Le démantèlement d'un facteur puissant d'intégration
A en croire l'ancien rédacteur en chef du quotidien Walfadjri, cette dynamique migratoire facilitée par le rail avait contribué à "façonner la géographie humaine, l'identité culturelle et religieuse en même temps que le profil économique du Sénégal".
Dans cette perspective, il juge "inadmissible" de "tuer" une société qui distribuait une masse salariale mensuelle de 400 millions de francs CFA et qui permettait à des milliers de personnes de vivre directement ou indirectement du chemin de fer.
L'auteur qui a travaillé au service communication du ministère de l'Economie et des Finances ainsi qu'à la Stratégie de croissance accélérée (SCA) regrette également que le rail, "facteur puissant d'intégration" , n'ait pas survécu à l'éclatement de la fédération du Mali (1960), et surtout, comment la crise politique majeure que représenta la fin de l'unité Sénégal-Soudan français, avait donné "le signal du démantèlement de cet outil économique au Sénégal qui en était un des principaux bénéficiaires".
"On a vu comment pour avoir ignoré ces incontournables (éthique et responsabilité), les autorités sénégalaises ont plongé le chemin de fer dans l'abîme. (...) Elles n'ont jamais appréhendé à sa juste valeur l'atout majeur du chemin de fer dans le transport des biens et des personnes", tranche Ousseynou Guèye.
Dans son diagnostic, outre les "choix hasardeux" des dirigeants publics, l'auteur pointe également la "responsabilité" des institutions de Bretton Woods, notamment la Banque mondiale et des repreneurs privés étrangers
"Lors de la première phase de la privatisation de l'axe Dakar-Bamako en 1995, la Banque mondiale avait voulu imposer la concession intégrale. Mais les deux Etats avaient finalement opté pour l'affermage. A l'époque, le Mali était réticent à l'idée de livrer le chemin de fer à un opérateur privé, estimant que c'est une question de souveraineté", rappelle le journaliste.
Dans cette même perspective, l'auteur note que l'objectif de la Banque mondiale n'était pas de développer le chemin de fer, mais plutôt de "préparer au mieux la privatisation de la société".

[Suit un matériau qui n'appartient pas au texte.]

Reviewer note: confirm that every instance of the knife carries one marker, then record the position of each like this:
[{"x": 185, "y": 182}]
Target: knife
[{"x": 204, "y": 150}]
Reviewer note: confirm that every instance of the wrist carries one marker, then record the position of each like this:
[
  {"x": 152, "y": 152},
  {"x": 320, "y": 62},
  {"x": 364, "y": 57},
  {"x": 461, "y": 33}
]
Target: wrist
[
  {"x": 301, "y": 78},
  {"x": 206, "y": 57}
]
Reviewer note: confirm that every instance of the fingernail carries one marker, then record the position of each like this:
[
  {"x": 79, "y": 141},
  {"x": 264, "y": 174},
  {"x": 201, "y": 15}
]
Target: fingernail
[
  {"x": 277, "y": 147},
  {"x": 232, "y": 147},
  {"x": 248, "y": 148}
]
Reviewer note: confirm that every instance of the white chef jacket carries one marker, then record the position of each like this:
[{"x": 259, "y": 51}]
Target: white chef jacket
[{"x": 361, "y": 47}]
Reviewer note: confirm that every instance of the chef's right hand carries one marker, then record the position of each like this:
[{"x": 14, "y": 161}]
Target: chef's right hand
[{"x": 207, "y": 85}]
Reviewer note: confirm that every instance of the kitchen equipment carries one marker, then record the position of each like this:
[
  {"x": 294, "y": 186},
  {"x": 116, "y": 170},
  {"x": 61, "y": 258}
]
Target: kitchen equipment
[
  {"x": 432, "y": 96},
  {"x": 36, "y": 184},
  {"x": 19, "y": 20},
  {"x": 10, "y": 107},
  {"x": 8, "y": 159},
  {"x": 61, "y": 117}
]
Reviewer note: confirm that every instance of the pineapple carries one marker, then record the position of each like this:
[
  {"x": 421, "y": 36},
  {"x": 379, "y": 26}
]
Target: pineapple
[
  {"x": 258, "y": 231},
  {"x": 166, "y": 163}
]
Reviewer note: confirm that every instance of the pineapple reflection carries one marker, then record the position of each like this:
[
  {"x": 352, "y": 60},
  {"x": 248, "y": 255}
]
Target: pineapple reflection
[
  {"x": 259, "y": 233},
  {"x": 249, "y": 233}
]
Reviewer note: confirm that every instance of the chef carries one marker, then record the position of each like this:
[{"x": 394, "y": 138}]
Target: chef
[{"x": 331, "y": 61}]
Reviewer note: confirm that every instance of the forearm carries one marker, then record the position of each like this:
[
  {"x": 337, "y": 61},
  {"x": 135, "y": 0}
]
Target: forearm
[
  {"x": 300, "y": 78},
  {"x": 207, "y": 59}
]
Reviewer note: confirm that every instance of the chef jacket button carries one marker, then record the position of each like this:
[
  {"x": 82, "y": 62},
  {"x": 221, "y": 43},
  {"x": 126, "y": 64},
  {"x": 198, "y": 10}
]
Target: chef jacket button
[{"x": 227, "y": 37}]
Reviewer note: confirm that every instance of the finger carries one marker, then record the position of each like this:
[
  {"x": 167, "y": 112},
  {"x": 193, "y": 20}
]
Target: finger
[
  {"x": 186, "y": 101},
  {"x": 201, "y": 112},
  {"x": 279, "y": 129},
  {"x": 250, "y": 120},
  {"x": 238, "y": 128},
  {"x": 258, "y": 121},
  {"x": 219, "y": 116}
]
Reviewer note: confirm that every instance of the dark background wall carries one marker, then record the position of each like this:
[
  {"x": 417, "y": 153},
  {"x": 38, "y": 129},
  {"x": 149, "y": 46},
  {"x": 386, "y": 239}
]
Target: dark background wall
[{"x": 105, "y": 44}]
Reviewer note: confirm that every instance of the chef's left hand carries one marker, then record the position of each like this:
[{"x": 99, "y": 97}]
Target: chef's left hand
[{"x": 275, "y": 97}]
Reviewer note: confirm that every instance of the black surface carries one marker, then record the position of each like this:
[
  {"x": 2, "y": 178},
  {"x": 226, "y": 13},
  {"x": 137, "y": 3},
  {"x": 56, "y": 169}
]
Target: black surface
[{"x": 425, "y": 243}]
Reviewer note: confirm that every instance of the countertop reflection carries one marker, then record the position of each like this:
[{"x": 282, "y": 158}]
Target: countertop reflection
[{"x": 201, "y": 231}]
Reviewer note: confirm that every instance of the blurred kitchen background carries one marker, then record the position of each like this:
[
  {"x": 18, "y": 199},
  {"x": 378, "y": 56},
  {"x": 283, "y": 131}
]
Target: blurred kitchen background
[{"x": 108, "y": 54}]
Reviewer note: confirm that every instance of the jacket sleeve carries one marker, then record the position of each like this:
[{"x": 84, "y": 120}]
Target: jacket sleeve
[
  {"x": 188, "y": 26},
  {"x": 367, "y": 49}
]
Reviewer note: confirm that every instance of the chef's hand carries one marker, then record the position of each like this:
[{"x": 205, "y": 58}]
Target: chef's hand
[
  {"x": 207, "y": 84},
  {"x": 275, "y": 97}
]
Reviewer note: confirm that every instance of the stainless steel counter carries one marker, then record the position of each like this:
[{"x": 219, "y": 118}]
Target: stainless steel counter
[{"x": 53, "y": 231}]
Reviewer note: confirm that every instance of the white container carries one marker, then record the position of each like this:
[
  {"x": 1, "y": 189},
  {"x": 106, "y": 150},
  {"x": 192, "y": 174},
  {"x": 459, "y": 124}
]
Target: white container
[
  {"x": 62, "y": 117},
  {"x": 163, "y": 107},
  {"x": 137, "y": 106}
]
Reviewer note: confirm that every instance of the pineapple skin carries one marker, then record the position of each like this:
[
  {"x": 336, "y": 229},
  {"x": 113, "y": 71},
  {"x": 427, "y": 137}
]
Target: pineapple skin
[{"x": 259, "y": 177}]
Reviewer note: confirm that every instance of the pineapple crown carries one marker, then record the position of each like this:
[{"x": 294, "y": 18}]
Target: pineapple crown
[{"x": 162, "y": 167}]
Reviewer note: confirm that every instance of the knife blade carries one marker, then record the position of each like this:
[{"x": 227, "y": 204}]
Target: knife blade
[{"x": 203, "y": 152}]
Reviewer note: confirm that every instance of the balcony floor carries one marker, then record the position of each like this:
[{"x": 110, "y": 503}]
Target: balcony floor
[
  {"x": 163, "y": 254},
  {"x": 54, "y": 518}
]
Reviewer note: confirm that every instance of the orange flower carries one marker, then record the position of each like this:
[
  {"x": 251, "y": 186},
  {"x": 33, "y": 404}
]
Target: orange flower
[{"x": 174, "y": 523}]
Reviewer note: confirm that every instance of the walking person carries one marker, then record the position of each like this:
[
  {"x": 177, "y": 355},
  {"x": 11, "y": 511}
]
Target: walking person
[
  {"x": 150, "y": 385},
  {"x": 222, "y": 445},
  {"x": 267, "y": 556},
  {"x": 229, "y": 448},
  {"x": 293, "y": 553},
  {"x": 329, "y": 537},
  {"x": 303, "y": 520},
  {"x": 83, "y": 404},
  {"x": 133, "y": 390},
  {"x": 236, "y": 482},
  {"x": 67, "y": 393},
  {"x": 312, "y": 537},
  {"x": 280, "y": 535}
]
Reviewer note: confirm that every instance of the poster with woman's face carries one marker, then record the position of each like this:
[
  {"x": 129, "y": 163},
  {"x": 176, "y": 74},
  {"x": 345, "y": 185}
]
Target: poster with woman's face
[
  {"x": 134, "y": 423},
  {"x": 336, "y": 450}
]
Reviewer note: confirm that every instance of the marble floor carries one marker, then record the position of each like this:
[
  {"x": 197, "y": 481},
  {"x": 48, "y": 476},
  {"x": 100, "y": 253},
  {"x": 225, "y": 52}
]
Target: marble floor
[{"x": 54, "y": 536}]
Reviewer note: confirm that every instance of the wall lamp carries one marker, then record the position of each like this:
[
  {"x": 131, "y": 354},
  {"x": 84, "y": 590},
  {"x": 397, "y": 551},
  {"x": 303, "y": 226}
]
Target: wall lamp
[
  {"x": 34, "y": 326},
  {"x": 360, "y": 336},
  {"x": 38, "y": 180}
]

Poursuivant son argumentaire à charge sur la Banque mondiale, il est d'avis que dans la marche menant du public au privé, "elle (BM) a transformé la société en champ d'expérimentation des politiques qui n'ont jamais été appliquées ailleurs ".
Se félicitant du Train express régional (TER), "le premier projet ferroviaire de l'histoire du Sénégal indépendant", Ousseynou Guèye note toutefois qu'il aurait dû être au "bout de l'échelle", en ce sens que la relance du chemin de fer Dakar-Bamako était "la priorité absolue", compte tenu de son impact économique et environnemental.